The WHO states that while asymptomatic transmission exists, it’s much less contagious then symptomatic transmission. Some doctors claim that a person with a fever sheds the virus five times more aggressively than a person with no fever.
Another factor is that as summer transitions to fall, we have another threat: our good old friend, the common flu.
In the US, last winter alone, the CDC estimated 35.5 million cases of Influenza. With symptoms similar to the flu, pressure for testing for COVID-19 due to sheer panic will be an epidemic in itself. Think about how, when one person has symptoms of the disease today, the time it takes for them to get test results leaves anyone who was in contact with them in a state of dread until the results are received (even when negative). Thus, the need to detect fever-related respiratory illnesses will be even more critical.
In some countries, there are clear regulations today for businesses to screen individuals for fever as they come into the establishment. While you can have a person in the entrance with a contactless thermometer – let’s remember that he must stop people for a 5-second check each time they come in. That would cause long lines in many places with high traffic. And during testing, standing less than 2 meters from the individual would throw social distancing out the window. If or when he got sick, the next day, he would start endangering everyone else he checked.
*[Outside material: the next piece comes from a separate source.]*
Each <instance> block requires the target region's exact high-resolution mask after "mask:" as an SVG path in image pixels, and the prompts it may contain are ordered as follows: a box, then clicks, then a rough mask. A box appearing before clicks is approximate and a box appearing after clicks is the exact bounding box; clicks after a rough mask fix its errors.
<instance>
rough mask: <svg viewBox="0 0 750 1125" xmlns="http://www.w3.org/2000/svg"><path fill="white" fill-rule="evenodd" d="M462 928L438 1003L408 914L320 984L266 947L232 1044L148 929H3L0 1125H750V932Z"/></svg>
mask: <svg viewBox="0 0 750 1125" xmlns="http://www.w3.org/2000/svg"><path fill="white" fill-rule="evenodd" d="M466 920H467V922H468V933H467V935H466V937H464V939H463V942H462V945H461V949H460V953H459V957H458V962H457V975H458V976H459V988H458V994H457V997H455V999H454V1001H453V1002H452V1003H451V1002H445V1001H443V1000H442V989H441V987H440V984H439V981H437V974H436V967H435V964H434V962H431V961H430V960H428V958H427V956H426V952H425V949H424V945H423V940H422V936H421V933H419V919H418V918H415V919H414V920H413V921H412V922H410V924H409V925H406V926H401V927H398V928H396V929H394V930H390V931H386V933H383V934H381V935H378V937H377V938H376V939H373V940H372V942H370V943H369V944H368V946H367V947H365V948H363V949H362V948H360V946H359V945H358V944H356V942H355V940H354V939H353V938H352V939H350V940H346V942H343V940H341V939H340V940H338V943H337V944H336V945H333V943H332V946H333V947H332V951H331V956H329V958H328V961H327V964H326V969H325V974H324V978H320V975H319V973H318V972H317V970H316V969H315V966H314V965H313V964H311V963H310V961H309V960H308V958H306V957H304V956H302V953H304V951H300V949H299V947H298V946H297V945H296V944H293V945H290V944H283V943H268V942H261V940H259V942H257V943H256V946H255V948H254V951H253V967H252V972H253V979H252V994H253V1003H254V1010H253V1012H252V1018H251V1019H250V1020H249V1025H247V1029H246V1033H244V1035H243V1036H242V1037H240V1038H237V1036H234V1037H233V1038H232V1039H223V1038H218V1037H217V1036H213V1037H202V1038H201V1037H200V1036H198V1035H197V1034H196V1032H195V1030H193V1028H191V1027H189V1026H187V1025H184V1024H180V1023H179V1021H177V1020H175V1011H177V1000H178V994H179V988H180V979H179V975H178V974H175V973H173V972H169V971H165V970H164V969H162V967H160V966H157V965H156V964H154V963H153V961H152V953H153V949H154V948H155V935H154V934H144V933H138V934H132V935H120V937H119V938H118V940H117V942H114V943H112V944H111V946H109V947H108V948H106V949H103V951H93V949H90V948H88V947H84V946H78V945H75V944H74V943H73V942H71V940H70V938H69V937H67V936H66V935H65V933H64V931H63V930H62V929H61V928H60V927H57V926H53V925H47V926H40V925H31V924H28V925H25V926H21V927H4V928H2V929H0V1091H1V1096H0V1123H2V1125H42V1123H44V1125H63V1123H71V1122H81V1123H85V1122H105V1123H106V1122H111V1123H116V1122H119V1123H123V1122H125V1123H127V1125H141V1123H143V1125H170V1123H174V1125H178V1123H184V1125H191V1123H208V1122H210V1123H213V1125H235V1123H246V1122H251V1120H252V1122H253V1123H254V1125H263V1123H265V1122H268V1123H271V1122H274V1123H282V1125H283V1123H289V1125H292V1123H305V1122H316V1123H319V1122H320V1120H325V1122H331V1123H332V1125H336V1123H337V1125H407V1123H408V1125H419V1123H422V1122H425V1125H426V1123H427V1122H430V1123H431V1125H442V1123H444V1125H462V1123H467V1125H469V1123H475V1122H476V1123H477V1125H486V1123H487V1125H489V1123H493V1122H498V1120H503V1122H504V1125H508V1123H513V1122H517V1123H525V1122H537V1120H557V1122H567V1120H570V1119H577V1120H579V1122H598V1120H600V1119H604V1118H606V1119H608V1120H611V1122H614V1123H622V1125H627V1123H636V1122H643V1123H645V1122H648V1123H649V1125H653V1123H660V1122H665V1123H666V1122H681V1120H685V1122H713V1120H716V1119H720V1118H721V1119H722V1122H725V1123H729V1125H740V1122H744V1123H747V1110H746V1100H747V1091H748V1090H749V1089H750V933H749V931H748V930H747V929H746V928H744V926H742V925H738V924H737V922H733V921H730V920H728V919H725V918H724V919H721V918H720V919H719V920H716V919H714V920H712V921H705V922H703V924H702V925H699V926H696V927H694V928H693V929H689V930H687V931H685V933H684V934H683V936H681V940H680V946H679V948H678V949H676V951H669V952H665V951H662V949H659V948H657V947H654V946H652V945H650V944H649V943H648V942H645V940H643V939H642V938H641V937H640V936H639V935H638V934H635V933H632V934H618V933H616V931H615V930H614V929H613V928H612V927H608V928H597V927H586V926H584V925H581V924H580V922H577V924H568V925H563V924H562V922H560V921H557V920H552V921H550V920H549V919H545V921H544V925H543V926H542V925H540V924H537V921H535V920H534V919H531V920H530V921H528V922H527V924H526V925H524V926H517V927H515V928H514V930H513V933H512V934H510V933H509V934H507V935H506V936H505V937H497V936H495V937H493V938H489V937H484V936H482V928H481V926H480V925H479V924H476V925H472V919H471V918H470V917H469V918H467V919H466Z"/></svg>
It’s better to screen automatically and only use the IR thermometer in cases where an alert was triggered and needed to be verified.
We’ve also seen much use of IR tablets. While they are low cost, think about the fact that a person usually needs to stand very close (less than 1 meter) from the monitor to be caught by the camera. Thus, spreading his germs on the glass or plastic cover of the tablet while being screened. The next person will enjoy that germ cocktail delivered by all the people tested before.
Also, let’s not forget the importance of the feeling of security itself. Take, for example, the security guard at the entrance to a bank. Will he be able to stop a well-planned bank robbery? We know from many Bruce Willis movies that it’s not always the case. To give a more real-life example, all the terrorist attacks committed in or at the entrances to airports were against airports that had extensive security. Yet, would we give up the security in an airport if it’s not 100 percent effective? Of course not.
In conclusion – Thermal EBT cameras are important. They aren’t a miracle cure, and they won’t stop the spread of the virus. And one should be careful of false promises. But along with other solutions (most importantly – masks), they can help protect us during these times and allow the wounded global economy to rejuvenate.